No. Observations: 4960 AIC: 1.053e+05
Df Residuals: 4956 BIC: 1.053e+05
Df Model: 3
Covariance Type: nonrobust
coef std err t P>|t| [0.025 0.975]
Intercept -5.586e+06 9.78e+04 -57.098 0.000 -5.78e+06 -5.39e+06
mpg -101.9120 9.500 -10.727 0.000 -120.536 -83.288
engineSize 1.196e+04 194.848 61.392 0.000 1.16e+04 1.23e+04
year 2771.1844 48.492 57.147 0.000 2676.118 2866.251
Omnibus: 2389.075 Durbin-Watson: 0.528
Prob(Omnibus): 0.000 Jarque-Bera (JB): 26920.051
Skew: 2.018 Prob(JB): 0.00
Kurtosis: 13.675 Cond. No. 1.41e+06


Notes:
[1] Standard Errors assume that the covariance matrix of the errors is correctly specified.
[2] The condition number is large, 1.41e+06. This might indicate that there are
strong multicollinearity or other numerical problems.

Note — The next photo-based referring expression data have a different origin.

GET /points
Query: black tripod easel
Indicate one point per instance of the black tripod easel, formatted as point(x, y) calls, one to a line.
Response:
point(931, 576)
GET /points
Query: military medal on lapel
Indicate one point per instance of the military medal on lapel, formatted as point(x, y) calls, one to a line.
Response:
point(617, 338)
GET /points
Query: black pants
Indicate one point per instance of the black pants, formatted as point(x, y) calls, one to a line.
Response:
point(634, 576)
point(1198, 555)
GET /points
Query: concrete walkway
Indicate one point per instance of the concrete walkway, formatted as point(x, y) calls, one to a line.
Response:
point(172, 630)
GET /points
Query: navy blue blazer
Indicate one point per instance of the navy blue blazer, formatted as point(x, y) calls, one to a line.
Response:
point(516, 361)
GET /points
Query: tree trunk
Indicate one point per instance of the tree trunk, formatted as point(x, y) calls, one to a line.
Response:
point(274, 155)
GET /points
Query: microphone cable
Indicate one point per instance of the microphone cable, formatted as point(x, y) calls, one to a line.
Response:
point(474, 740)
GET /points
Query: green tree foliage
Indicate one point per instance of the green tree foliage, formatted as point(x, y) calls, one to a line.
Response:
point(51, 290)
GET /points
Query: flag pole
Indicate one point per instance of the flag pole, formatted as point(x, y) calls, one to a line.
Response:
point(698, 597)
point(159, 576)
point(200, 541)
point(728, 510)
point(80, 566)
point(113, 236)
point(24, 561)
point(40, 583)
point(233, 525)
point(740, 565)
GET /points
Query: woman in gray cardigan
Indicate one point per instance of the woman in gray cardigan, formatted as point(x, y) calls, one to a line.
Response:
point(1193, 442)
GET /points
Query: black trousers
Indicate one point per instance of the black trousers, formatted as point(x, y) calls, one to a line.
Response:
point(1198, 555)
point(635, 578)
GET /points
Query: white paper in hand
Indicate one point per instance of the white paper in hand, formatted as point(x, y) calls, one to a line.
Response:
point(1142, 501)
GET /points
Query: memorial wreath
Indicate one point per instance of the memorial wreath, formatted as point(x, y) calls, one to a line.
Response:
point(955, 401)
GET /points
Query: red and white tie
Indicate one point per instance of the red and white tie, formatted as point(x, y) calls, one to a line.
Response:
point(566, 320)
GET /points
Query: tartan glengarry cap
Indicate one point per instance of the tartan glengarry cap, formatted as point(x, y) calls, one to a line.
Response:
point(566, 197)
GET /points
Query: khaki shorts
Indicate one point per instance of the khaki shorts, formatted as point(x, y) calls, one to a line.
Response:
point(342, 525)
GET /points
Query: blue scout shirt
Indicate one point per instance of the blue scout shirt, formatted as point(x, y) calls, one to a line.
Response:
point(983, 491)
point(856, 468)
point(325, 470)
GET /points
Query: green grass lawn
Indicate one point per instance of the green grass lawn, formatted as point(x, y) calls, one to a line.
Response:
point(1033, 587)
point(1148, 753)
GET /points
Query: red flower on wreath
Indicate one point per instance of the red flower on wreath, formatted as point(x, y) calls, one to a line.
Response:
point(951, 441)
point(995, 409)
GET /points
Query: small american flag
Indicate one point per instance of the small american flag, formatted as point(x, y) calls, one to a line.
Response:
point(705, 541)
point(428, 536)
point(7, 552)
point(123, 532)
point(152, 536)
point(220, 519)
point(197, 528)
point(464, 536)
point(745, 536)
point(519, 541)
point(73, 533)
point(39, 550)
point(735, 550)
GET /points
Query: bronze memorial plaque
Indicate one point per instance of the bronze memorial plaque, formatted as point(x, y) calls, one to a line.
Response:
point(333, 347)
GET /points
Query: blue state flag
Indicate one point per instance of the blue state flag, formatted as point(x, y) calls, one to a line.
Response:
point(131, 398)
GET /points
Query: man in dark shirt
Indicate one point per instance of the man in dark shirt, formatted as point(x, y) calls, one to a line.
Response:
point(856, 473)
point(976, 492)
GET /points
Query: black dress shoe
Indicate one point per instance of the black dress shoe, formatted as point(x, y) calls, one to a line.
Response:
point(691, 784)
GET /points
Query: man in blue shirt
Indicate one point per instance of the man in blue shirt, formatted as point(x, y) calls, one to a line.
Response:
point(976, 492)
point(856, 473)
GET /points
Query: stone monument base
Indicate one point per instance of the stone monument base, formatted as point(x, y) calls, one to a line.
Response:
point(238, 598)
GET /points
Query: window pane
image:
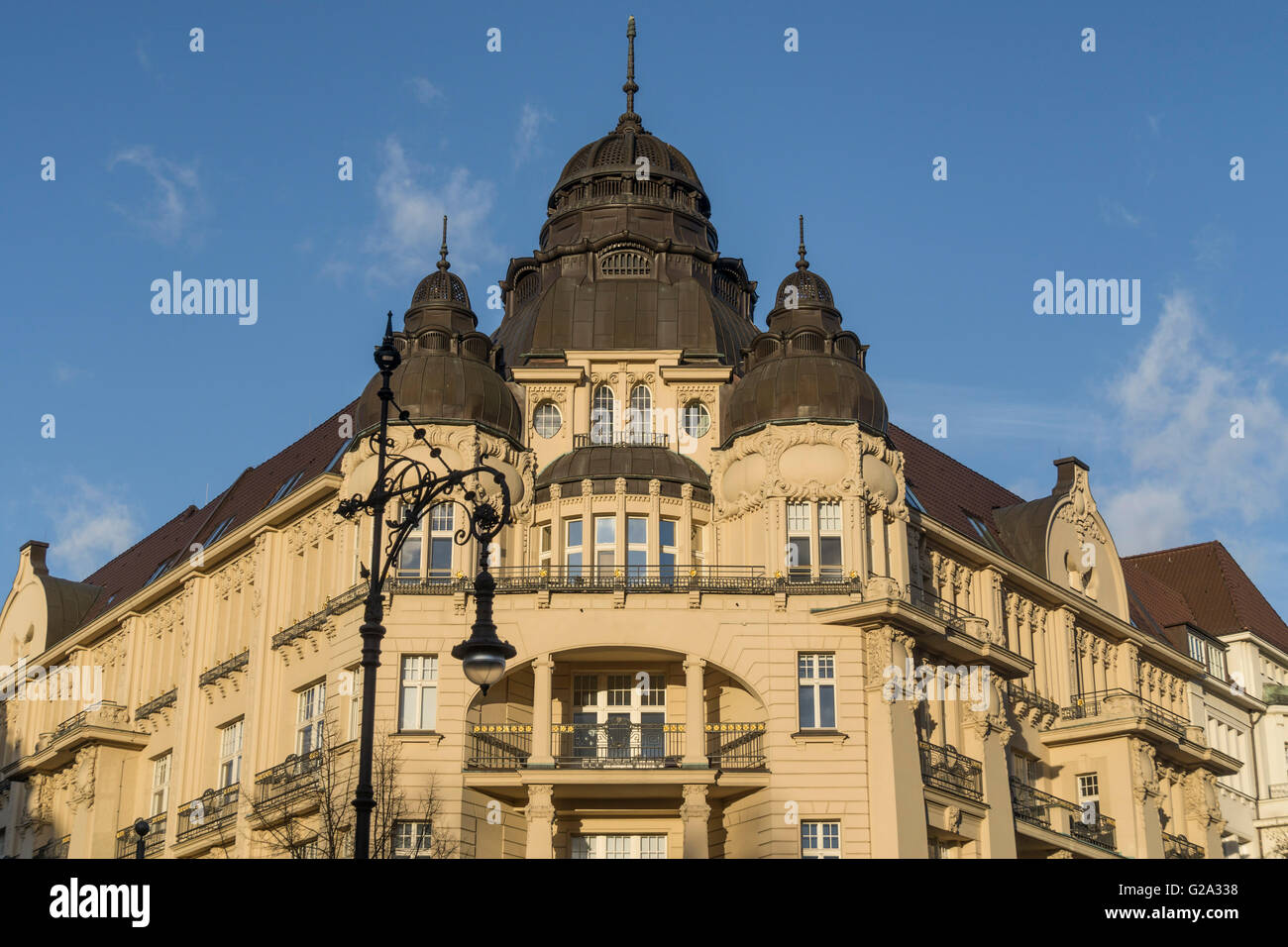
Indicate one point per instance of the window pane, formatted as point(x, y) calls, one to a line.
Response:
point(666, 532)
point(827, 706)
point(806, 706)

Note that the standard error of the coefficient of year has reduced from 73 to 48, without any large reduction in R-squared.

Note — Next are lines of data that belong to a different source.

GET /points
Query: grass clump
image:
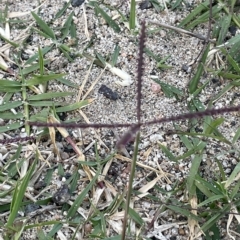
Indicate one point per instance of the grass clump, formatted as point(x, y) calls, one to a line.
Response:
point(206, 200)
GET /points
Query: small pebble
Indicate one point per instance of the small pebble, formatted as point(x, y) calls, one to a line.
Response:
point(108, 93)
point(62, 195)
point(77, 3)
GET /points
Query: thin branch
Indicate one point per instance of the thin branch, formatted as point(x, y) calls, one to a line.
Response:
point(186, 116)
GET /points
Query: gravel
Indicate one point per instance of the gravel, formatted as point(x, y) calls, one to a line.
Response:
point(182, 50)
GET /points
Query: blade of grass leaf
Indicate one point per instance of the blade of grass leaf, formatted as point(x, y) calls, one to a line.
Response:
point(10, 105)
point(19, 194)
point(195, 80)
point(196, 161)
point(74, 106)
point(35, 56)
point(232, 176)
point(211, 199)
point(38, 79)
point(10, 115)
point(132, 18)
point(34, 67)
point(66, 27)
point(49, 95)
point(115, 55)
point(44, 103)
point(62, 10)
point(107, 18)
point(44, 26)
point(10, 127)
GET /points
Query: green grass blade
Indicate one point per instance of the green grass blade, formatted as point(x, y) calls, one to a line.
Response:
point(135, 216)
point(62, 10)
point(184, 212)
point(10, 115)
point(38, 79)
point(207, 187)
point(211, 199)
point(213, 125)
point(44, 26)
point(73, 106)
point(35, 56)
point(33, 67)
point(168, 153)
point(115, 55)
point(10, 127)
point(224, 26)
point(54, 229)
point(44, 103)
point(204, 17)
point(19, 194)
point(195, 80)
point(132, 19)
point(67, 82)
point(10, 105)
point(236, 136)
point(49, 95)
point(192, 173)
point(66, 27)
point(107, 18)
point(41, 61)
point(234, 173)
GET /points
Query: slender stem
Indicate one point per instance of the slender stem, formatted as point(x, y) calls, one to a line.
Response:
point(130, 184)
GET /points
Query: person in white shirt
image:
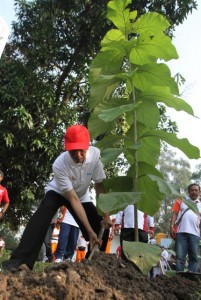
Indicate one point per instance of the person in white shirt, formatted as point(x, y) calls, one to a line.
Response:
point(125, 220)
point(188, 230)
point(73, 171)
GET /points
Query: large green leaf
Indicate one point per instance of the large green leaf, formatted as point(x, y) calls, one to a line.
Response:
point(150, 75)
point(110, 154)
point(149, 149)
point(97, 127)
point(151, 24)
point(149, 49)
point(119, 15)
point(113, 113)
point(101, 87)
point(191, 205)
point(183, 144)
point(113, 202)
point(151, 195)
point(144, 256)
point(164, 187)
point(109, 141)
point(158, 94)
point(148, 114)
point(118, 184)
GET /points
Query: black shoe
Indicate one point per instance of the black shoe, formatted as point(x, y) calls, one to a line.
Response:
point(11, 264)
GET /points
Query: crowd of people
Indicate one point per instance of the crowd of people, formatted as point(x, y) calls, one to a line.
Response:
point(67, 195)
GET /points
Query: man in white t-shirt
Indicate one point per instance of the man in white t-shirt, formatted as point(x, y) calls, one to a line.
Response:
point(125, 219)
point(73, 171)
point(188, 231)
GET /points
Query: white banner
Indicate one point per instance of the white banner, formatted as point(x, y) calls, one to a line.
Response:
point(4, 31)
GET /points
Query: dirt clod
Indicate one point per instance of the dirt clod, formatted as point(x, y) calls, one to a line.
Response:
point(104, 277)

5.4.4 When can we overlook multicollinearity?

  • The severity of the problems increases with the degree of the multicollinearity. Therefore, if there is only moderate multicollinearity (5 < VIF < 10), we may overlook it.

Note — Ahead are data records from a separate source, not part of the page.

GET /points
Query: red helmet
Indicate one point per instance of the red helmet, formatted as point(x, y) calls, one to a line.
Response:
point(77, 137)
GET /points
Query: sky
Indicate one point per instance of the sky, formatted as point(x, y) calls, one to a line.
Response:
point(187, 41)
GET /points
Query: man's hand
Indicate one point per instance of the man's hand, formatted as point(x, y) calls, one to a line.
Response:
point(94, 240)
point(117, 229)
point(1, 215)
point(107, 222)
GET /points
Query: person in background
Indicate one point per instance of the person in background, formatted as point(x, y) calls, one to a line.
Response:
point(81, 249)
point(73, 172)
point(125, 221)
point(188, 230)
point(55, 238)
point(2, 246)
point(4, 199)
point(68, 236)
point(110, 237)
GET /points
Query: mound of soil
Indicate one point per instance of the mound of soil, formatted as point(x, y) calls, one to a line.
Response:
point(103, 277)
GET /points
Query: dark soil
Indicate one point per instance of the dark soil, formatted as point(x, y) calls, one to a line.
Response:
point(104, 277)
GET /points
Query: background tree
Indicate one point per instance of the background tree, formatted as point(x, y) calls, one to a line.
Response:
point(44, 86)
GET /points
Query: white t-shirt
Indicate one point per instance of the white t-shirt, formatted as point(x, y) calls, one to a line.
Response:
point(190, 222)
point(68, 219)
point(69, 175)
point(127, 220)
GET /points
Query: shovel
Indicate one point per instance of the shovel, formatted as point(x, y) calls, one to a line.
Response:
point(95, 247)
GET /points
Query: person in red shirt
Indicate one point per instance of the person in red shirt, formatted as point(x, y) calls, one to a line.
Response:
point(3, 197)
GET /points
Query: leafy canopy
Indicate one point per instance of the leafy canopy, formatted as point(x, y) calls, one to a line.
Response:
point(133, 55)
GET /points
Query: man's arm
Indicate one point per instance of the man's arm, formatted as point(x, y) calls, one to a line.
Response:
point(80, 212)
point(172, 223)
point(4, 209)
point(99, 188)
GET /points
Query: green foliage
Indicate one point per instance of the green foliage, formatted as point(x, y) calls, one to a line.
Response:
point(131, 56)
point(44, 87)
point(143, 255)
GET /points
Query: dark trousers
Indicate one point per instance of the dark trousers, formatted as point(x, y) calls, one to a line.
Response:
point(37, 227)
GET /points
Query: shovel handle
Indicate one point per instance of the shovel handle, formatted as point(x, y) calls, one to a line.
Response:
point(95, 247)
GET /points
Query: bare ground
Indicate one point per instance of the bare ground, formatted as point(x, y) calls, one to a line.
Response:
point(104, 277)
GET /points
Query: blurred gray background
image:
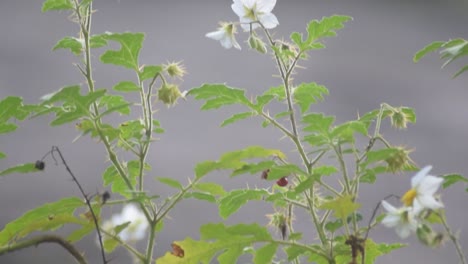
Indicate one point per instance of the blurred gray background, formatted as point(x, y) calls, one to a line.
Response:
point(370, 62)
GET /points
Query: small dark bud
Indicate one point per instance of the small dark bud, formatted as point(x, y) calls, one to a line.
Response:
point(105, 196)
point(40, 165)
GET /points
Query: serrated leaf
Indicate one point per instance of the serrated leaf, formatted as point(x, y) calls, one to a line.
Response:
point(217, 95)
point(75, 105)
point(326, 27)
point(75, 45)
point(427, 49)
point(50, 5)
point(12, 107)
point(210, 187)
point(170, 182)
point(7, 128)
point(49, 216)
point(317, 122)
point(341, 206)
point(308, 93)
point(236, 160)
point(201, 196)
point(127, 55)
point(233, 200)
point(265, 254)
point(279, 171)
point(22, 168)
point(114, 103)
point(237, 117)
point(451, 179)
point(229, 241)
point(126, 86)
point(149, 71)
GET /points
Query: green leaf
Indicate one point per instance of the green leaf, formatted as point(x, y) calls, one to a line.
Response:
point(114, 103)
point(265, 254)
point(217, 95)
point(237, 117)
point(22, 168)
point(149, 72)
point(451, 179)
point(233, 200)
point(75, 45)
point(229, 241)
point(127, 56)
point(308, 93)
point(74, 106)
point(97, 41)
point(210, 187)
point(427, 49)
point(7, 128)
point(12, 107)
point(170, 182)
point(236, 160)
point(126, 86)
point(317, 122)
point(49, 216)
point(341, 206)
point(279, 171)
point(50, 5)
point(326, 27)
point(201, 196)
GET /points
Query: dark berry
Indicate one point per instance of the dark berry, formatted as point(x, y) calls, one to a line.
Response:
point(282, 182)
point(40, 165)
point(265, 174)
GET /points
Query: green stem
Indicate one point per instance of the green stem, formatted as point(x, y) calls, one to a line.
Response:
point(36, 241)
point(453, 238)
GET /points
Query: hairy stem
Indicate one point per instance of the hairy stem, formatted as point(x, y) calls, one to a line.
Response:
point(36, 241)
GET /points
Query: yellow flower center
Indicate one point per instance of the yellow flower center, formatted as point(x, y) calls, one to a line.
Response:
point(408, 197)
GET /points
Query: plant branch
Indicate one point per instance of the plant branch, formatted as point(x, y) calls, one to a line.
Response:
point(35, 241)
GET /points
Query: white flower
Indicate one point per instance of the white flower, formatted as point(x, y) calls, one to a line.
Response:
point(423, 188)
point(255, 10)
point(225, 35)
point(136, 230)
point(402, 219)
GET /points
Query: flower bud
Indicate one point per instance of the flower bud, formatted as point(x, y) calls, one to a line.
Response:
point(399, 118)
point(175, 69)
point(169, 93)
point(399, 160)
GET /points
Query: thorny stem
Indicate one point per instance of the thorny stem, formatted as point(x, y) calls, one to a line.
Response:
point(453, 238)
point(36, 241)
point(88, 203)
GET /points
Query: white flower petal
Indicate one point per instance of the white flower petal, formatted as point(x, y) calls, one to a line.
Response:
point(428, 201)
point(403, 231)
point(268, 20)
point(250, 4)
point(265, 6)
point(390, 208)
point(216, 35)
point(429, 185)
point(420, 175)
point(238, 8)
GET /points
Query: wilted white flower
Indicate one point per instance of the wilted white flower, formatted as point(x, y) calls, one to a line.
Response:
point(225, 35)
point(255, 10)
point(423, 188)
point(402, 219)
point(136, 230)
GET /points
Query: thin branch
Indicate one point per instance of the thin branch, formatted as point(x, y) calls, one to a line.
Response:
point(35, 241)
point(88, 202)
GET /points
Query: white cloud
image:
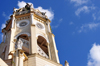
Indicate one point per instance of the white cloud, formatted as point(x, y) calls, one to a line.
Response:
point(22, 4)
point(79, 2)
point(89, 26)
point(94, 55)
point(56, 26)
point(82, 9)
point(85, 9)
point(49, 12)
point(3, 26)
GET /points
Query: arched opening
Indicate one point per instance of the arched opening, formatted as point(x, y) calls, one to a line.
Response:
point(42, 46)
point(23, 43)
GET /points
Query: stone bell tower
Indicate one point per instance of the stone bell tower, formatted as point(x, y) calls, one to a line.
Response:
point(28, 40)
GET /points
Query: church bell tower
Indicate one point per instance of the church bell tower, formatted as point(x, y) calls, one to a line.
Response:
point(28, 40)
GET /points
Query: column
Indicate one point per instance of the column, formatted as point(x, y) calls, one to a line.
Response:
point(33, 36)
point(55, 49)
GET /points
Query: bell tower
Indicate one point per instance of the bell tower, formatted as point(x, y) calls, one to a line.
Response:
point(28, 40)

  • Multicollinearity affects only the standard errors of the coefficients of collinear predictors. Therefore, if multicollinearity is not present for the predictors that we are particularly interested in, we may not need to resolve it.

  • Multicollinearity affects the standard error of the coefficients and thereby their \(p\)-values, but in general, it does not influence the prediction accuracy, except in the case that the coefficients are so unstable that the predictions are outside of the domain space of the response. If our sole aim is prediction, and we don’t wish to infer the statistical significance of predictors, then we may avoid addressing multicollinearity. “The fact that some or all predictor variables are correlated among themselves does not, in general, inhibit our ability to obtain a good fit nor does it tend to affect inferences about mean responses or predictions of new observations, provided these inferences are made within the region of observations” - Neter, John, Michael H. Kutner, Christopher J. Nachtsheim, and William Wasserman. “Applied linear statistical models.” (1996): 318.